1. armazenamento e inativação de célula alimentador

Nota: fibroblastos humanos prepúcio (HFF-1) foram previamente congelados em 1 mL de solução de congelação composta de 90% soro Fetal bovino (FBS) e 10% de dimetil sulfóxido ( DMSO) e armazenados em nitrogênio líquido até uso.

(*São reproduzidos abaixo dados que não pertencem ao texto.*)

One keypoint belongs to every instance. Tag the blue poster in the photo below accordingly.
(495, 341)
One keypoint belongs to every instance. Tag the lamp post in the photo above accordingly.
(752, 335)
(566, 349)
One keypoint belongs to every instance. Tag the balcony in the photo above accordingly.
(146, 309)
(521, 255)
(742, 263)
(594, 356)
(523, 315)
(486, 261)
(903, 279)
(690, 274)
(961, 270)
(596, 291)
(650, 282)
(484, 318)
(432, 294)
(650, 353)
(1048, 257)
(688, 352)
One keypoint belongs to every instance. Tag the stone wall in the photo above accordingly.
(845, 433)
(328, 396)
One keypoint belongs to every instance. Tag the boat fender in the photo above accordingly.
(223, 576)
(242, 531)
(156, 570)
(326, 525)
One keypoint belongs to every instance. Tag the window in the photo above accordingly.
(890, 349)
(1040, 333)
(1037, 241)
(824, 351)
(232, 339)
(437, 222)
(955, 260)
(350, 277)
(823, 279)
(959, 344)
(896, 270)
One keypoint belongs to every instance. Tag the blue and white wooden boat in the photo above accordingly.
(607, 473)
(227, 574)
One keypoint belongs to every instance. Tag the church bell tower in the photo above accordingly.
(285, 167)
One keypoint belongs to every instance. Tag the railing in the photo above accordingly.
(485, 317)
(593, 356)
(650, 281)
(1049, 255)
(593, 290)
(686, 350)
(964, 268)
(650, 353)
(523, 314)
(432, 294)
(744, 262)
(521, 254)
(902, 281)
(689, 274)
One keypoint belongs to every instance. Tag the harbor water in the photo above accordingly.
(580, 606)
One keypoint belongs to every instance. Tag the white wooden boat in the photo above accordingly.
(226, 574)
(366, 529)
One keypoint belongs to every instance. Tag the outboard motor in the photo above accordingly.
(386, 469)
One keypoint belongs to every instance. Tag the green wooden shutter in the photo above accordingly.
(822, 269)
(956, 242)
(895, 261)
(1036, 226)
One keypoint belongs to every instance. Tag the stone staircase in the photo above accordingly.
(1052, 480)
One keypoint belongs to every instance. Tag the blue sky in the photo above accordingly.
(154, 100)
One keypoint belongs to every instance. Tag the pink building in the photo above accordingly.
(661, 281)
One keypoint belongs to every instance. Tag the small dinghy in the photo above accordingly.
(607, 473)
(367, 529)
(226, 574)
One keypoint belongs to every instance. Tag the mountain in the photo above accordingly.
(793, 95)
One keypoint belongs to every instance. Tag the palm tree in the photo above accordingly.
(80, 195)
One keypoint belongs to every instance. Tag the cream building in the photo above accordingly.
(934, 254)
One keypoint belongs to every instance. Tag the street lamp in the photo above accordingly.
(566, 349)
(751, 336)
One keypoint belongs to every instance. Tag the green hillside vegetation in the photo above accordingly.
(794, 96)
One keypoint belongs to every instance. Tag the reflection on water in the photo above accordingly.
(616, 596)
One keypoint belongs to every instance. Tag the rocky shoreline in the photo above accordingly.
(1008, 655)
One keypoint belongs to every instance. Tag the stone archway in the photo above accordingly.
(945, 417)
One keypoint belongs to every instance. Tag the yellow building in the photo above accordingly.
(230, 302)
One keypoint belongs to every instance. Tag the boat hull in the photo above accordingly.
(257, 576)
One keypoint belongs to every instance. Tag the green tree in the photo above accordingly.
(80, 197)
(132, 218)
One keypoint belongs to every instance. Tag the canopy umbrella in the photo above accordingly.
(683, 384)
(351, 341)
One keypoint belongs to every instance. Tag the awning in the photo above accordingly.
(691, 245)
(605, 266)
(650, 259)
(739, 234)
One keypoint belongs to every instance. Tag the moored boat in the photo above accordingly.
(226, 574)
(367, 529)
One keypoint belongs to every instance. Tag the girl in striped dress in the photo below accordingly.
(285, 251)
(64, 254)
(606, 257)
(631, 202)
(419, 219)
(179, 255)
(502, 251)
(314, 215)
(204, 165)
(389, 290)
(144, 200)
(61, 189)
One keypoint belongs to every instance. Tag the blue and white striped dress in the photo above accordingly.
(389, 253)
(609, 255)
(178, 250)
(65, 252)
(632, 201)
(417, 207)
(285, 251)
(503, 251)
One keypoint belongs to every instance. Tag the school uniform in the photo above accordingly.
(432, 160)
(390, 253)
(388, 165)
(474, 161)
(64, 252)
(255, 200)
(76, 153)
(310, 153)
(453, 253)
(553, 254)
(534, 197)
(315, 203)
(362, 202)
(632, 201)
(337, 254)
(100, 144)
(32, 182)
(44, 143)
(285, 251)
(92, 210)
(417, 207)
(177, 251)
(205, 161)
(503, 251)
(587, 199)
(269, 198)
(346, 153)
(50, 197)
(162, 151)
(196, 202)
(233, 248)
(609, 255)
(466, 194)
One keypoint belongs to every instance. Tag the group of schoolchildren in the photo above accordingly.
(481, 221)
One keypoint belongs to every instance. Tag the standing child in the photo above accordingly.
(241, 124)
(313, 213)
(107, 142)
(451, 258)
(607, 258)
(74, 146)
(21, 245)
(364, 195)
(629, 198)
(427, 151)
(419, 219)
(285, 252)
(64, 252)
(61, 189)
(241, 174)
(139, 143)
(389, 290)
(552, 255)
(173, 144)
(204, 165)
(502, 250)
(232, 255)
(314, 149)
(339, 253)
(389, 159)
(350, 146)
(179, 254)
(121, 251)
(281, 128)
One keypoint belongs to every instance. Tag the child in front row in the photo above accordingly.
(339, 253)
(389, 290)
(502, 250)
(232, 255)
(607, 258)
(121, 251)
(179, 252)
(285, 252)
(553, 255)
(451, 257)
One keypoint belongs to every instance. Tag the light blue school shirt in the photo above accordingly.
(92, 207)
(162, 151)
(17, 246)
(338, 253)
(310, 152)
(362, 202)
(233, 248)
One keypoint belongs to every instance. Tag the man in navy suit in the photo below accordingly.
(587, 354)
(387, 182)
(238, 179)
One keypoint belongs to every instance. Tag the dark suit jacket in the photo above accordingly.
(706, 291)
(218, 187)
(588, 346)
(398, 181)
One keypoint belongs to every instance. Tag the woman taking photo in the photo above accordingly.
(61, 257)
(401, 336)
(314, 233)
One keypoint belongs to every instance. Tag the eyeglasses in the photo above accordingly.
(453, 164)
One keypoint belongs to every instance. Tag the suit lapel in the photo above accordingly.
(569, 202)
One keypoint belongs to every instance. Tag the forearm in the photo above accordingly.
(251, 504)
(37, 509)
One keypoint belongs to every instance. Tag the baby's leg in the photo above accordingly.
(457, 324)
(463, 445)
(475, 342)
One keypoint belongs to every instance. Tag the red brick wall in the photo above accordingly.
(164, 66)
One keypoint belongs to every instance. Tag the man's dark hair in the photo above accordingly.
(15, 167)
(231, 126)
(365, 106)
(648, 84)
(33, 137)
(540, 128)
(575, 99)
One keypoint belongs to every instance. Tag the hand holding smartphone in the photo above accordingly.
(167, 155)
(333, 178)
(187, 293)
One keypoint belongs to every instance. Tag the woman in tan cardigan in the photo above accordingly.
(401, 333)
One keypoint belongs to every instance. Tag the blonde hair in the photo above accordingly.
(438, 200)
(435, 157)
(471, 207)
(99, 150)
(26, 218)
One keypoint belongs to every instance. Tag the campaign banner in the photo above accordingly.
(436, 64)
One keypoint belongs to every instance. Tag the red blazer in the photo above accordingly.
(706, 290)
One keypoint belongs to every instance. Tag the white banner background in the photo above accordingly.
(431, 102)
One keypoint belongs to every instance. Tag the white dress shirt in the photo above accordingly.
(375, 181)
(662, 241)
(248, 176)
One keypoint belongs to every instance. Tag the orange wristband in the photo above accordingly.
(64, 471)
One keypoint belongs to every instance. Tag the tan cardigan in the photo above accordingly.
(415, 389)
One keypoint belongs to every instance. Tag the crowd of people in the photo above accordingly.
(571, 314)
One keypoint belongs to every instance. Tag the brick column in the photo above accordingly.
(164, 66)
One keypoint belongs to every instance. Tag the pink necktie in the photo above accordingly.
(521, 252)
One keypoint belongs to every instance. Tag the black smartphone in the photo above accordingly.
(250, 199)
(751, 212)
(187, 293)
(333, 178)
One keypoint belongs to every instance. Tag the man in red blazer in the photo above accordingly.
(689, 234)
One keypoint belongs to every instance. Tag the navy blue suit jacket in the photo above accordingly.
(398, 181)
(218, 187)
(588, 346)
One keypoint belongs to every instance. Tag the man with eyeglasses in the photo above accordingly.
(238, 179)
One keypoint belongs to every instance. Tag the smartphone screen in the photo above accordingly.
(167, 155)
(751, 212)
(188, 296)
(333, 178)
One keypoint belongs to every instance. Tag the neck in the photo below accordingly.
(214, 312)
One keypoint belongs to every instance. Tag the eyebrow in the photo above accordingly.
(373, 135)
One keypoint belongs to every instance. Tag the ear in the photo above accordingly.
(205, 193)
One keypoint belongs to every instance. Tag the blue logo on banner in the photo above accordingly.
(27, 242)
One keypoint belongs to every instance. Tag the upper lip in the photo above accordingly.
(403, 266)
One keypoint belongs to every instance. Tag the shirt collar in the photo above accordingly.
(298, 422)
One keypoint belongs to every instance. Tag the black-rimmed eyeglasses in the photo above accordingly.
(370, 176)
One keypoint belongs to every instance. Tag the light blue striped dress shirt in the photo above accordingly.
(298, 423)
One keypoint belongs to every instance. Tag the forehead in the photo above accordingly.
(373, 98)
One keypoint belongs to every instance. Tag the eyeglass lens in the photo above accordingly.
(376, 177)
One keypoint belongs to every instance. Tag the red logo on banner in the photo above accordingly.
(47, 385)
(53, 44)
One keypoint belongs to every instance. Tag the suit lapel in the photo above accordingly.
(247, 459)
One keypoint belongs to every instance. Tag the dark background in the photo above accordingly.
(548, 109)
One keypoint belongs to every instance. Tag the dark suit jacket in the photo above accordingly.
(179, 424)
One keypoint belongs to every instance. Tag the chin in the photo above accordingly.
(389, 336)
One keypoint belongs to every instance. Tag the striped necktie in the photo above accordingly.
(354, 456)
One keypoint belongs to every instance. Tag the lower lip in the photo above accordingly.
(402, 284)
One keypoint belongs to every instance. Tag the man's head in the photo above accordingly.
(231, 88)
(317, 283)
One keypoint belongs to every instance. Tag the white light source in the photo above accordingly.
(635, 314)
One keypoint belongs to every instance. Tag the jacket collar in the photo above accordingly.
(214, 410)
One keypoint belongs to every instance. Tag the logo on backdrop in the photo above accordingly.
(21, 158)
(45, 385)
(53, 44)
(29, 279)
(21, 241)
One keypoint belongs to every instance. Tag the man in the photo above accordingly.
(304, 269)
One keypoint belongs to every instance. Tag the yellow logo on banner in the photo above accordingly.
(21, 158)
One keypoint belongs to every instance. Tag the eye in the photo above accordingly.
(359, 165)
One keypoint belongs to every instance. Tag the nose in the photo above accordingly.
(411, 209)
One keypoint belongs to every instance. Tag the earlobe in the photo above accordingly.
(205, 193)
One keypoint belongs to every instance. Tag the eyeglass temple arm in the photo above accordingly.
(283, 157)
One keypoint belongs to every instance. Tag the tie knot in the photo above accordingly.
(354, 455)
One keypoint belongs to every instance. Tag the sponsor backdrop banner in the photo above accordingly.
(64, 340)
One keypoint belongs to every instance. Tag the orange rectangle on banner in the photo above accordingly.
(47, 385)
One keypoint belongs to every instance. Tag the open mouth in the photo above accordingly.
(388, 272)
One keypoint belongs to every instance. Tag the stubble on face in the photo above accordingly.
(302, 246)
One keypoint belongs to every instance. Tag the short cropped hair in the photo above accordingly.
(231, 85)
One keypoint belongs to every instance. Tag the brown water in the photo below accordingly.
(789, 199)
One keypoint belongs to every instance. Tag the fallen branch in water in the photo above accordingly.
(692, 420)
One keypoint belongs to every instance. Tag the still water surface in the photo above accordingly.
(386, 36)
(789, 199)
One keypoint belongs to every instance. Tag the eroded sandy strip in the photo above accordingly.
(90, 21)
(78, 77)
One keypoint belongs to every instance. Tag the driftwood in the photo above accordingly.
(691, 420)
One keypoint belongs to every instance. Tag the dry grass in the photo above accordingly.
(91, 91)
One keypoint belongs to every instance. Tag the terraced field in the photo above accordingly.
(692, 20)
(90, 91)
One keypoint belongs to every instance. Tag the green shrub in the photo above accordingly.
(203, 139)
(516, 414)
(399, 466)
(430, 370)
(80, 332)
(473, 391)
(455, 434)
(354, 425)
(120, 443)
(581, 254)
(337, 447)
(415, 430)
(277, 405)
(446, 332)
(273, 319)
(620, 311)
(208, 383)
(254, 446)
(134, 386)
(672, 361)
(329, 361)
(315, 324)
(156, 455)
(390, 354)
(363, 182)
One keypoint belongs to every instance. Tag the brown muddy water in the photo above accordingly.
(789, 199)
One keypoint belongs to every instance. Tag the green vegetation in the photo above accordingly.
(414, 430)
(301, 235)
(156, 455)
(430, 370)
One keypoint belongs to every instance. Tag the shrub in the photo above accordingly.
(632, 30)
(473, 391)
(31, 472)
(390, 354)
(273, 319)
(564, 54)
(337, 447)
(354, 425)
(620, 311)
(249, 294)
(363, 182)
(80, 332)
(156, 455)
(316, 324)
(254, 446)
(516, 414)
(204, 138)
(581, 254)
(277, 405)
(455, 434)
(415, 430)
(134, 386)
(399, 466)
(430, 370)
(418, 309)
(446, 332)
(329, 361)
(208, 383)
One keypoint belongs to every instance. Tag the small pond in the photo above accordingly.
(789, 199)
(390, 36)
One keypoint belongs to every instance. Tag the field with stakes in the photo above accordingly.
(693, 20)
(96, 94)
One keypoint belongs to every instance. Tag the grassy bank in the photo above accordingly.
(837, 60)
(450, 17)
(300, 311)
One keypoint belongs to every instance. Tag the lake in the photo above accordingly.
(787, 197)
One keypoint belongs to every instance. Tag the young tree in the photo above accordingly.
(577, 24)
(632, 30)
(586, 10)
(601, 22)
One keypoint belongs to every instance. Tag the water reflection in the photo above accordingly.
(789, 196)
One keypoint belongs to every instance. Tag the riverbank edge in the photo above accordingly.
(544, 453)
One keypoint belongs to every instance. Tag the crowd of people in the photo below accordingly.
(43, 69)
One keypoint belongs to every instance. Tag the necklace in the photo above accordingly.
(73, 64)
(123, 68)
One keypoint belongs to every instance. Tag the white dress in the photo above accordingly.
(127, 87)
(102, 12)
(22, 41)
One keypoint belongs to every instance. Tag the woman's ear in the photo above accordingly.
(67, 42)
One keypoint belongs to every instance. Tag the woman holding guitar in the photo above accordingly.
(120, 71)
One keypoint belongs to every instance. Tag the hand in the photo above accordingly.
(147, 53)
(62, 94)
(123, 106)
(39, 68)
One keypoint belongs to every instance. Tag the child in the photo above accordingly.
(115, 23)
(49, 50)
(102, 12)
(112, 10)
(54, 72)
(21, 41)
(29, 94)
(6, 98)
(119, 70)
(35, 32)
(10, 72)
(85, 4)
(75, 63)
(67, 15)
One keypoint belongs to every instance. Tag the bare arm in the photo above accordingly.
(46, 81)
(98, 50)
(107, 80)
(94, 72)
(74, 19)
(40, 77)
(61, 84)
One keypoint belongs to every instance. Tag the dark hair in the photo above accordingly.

  1. Descongelar um frasco criogênico do HFF-1 (1 mL) mergulhando o frasco em banho maria a 37 ° C.
  2. Adicionar o conteúdo descongelado do frasco criogênico para pré-aquecido Dulbecco ' s Modified Eagle ' s médio (DMEM) suplementado com 10% FBS tornar um 01:10 diluição.
  3. As células diluídas (10 mL) de sementes num balão T75 e cultura-los a 37 ° C e 5% de CO 2.
  4. No dia seguinte, mudar o meio para eliminar os restos de DMSO. Retire o meio e adicione 10 mL de DMEM pré-aquecido suplementado com 10% FBS.
  5. Cultura os HFFs e mudar o meio cada 48 h até a cultura atinge o estágio confluente. Isto pode demorar cerca de 7 a 10 dias.
  6. Para preparar a solução de inactivação, diluir mitomicina C em DMEM suplementado com 10% FBS em uma concentração final de 10 µ g/mL. Incubar as células com a solução de inativação por 3 h a 37 ° C e 5% de CO 2.
  7. Remover a solução de inactivação e enxágue as células três vezes com 2 mL de Hanks equilibrado sal solução (HBSS) para eliminar os restos de mitomicina C.
  8. Para desprender as células inactivadas, adicionar 1 mL de solução de tripsina-EDTA pré-aquecido e incubar durante 5 min a 37 ° C e 5% de CO 2.
  9. Observar as células sob um microscópio invertido para garantir que eles são desanexados (10 x objetivo com 0,3 abertura numérica ou nd). Se não forem, incube-los por mais uns minutos a 37 ° C e 5% de CO 2. Verifique as células novamente sob o microscópio invertido.
  10. Pipetar a solução com uma pipeta Pasteur para dissociar as touceiras de celular.
  11. Neutralizar a solução enzimática adicionando 4 mL de DMEM suplementado com 10% FBS e ressuspender.
  12. Tomar uma alíquota da suspensão celular e faça uma diluição de 1: 100 em HBSS. Para determinar o número de células, carregar 10 µ l da diluição em um Neubauer ' câmara de s. Contar as células, localizadas em uma das grandes praças da câmara sob um microscópio invertido (objetivo de x 20 com um at 0.45).
    1. Repetir a contagem em um total de quatro quadrados grandes. Calcular o número total de células (N) como N = número médio de células contadas x volume total x diluição x 10 4.
  13. Centrifugar o resto da amostra durante 5 min à 200 x. g. descartar o sobrenadante e ressuspender o precipitado com o congelamento solução em uma concentração de 10 6 células / mL.
  14. Alíquota a suspensão em frascos criogênicos com 10 6 células (1 mL) cada. Coloque os frascos criogênicos num recipiente frio e congelar a -80 ° C.
  15. No dia seguinte, conservar os frascos criogênicos em azoto líquido.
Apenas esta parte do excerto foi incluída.